Recently some members of Alter Eco’s team had the opportunity for a behind-the-scenes tour of our hometown municipal waste facility: San Francisco’s Recology. Waste is something we think about all the time here at Alter Eco as we consider the impact our business has on our precious planet. Our responsibility doesn’t end at the shelf, we are currently transitioning all of our packaging to be fully compostable, starting with our chocolate truffles. Getting it right means having a full understanding of the life of our packaging, all the way down to its final resting place. 

 

 

When we began the tour, we were prepared to be impressed with how many tons San Francisco recycles of various commodities, how much is diverted to landfill, and (hopefully) to be able to see our city's famous compost program in action. We walked away with much deeper impact.

Recology has a very impressive scope of items it will collect from its customers: from clothes to food waste to #1-#7 plastics. We were there to see what happened to packages like ours: flexible plastic (PE and soon to be compostable) as well as the truffle wrappers.

 As we marched toward the sorters, we had to pass through canyons of bundled cardboard, office paper, plastic jugs, and plastic bottles. The canyons went on and on and on, far past the eye could reach. All of these canyons at 700 tons per day, are sent over to Asia to be recycled or downcycled into new products. That’s right. Your Amazon boxes, almond milk cartons, and laundry jugs go back across the ocean in container ships to be turned into products like carpet padding and insulation. There is no market here on the west coast for recycled corrugated or plastic. The feeling of being there was literally like being in a tomb of our own consumerism. Do we really need the convenience of Amazon, and their double packaging for one or two items? What can we do about that?

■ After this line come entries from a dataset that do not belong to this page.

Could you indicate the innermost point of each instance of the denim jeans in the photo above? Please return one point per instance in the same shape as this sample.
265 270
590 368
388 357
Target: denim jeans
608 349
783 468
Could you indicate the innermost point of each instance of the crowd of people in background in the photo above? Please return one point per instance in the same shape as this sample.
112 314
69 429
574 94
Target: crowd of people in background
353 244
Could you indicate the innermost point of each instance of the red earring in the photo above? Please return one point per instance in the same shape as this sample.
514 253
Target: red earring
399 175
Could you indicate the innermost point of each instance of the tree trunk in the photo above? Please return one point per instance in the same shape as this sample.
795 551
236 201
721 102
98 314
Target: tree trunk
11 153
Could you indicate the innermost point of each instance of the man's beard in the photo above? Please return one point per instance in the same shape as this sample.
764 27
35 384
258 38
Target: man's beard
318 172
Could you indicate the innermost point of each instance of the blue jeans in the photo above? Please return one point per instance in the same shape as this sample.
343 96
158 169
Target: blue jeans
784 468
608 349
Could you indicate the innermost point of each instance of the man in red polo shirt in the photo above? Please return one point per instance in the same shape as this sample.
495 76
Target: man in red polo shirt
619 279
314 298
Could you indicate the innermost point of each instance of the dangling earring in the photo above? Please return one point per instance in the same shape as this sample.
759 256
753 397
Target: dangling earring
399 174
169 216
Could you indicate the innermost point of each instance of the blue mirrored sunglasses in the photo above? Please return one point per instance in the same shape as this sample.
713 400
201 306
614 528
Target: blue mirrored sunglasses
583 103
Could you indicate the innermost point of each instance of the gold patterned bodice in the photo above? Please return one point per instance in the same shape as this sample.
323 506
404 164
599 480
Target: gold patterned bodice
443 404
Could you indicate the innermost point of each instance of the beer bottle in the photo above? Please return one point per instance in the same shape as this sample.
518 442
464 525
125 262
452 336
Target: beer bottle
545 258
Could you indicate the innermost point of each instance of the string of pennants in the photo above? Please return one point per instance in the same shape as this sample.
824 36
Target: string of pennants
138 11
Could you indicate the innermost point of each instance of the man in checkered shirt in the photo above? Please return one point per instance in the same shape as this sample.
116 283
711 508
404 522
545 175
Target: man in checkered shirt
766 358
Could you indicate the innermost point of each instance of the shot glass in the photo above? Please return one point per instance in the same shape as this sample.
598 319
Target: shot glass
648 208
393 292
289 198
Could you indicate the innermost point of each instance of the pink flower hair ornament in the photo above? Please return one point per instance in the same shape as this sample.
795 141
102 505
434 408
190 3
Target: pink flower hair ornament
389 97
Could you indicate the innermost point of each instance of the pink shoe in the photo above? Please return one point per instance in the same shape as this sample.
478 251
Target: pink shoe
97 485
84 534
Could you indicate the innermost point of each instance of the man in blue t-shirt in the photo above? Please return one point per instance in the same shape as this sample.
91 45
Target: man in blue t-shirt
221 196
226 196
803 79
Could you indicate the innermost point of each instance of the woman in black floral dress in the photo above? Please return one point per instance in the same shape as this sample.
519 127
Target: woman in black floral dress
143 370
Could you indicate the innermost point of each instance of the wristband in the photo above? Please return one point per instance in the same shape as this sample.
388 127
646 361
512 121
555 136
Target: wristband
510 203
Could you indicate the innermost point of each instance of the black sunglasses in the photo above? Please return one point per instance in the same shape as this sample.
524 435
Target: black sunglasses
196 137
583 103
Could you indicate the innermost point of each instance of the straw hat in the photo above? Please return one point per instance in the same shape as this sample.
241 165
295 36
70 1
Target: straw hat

Back inside the sorting facility, we watched like giddy kids as all kinds of bottles and paper seemed to float on air - which they did as a part of the sorting process. The belts moved up, away from gravity, with the different density plastics falling into the right bins. It was all so efficient! When we moved our focus from watching the dancing paper we noticed the machines were becoming more and more covered in plastic: plastic bags, drycleaning bags, bread bags, pouches. The flexible plastic was slowly gumming up the gears making it difficult for the sorting machines to do their job. What was that plastic doing there?

 

 

Flexible plastic currently cannot be collected curbside. It is unable to be sorted as the rest of our waste is so it becomes an enormous and expensive nuisance. Recology has a shift dedicated to removing plastic from these machines. An entire shift! The proper place for bags is unfortunately landfill- the black bin.

 

We are so excited for the upcoming launch of our compostable pouches for quinoa this year. In an instant, millions of plastic pouches we sell our quinoa in will be removed from this wasteful waste stream to a more useful place: compost heaps which can be used by farmers. Stay tuned for more news about our transition to compostable pouches in the upcoming months.

P.S.  Did you know? Milk and ice cream cartons go in the compost bin, not the recycling bin!